Allerdings würde ich mir das ganze schriftlich bestätigen lassen, da der Verfügbarkeitscheck manchmal etwas zu optimistisch ist.


----------



## d-braun (31. August 2009)

Ich hab jetzt mal bei Alice nachgefragt bzgl. der Verfügbarkeit.
Der Support von Alice scheint aber nicht so der Brüller zu sein.

Da ich keine E-Mail-Adresse für den Support gefunden habe musste ich wohl oder übel die "Live Online-Beratung", ein einfaches Chatfenster, nutzen.

Die Dame von Alice hat auf meine Frage ob sie mir die Verfügbarkeit schriftlich bestätigen kann folgendes geantwortet:



> Emilia Bode: Leider ist das nicht möglich.
> Emilia Bode: Sie können ja die Verfügbarkeit auf der Webseite ausdrucken.
> Emilia Bode: Indem Sie in Ihrem Browser auf "drucken" klicken.
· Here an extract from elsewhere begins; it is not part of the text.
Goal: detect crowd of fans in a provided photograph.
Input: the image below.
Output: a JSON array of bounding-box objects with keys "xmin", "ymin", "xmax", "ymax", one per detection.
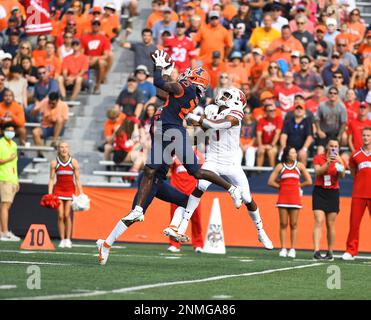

Da auf der Webseite von Alice nach der Verfügbarkeitscheck keine Adresse steht, und eine Webseite ohnehin recht einfach zu manipulieren ist wird das wohl keinerlei Rechtswirksamkeit haben.

Auf eine erneute Nachfrage warum eine schriftliche Bestätigung nicht möglich ist kam dann folgendes:



> Emilia Bode: In der "Bestellauswahl", wenn Sie alle Produkte ausgewählt haben, steht ganz unten, für welche Adresse geprüft wurde.
> Emilia Bode: Es ist leider nicht möglich Ihnen das schriftlich zu schicken.
> Emilia Bode: Wenn Sie keine weiteren Fragen haben, dann freue ich mich, Sie demnächst als neuen Alice-Kunden begrüßen zu dürfen!
> Emilia Bode: Ich wünsche Ihnen einen schönen Tag, auf Wiedersehen!
> Der Online-Berater hat den Dialog verlassen



Na vielen Dank. Da drängt sich bei mir doch die Vermutung auf dass man bei Alice keine Zusage treffen will weil der Verfügbarkeitscheck für ***** ist. Und unter einer "Online-Beratung" stelle ich mehr auch etwas anderes vor wie innerhalb von 2 Minuten mit Floskeln abgefertigt zu werden.


----------



## chmee (1. September 2009)

Bin seit inzwischen 4 Jahren bei Alice und kann nicht klagen. Möglicherweise ist der anfängliche Support nicht besonders. Was ich an Deiner Stelle in Betracht ziehen würde, wäre die praktische Information aus dem Umfeld. Hat da Jemand DSL, wie schnell ist es etc..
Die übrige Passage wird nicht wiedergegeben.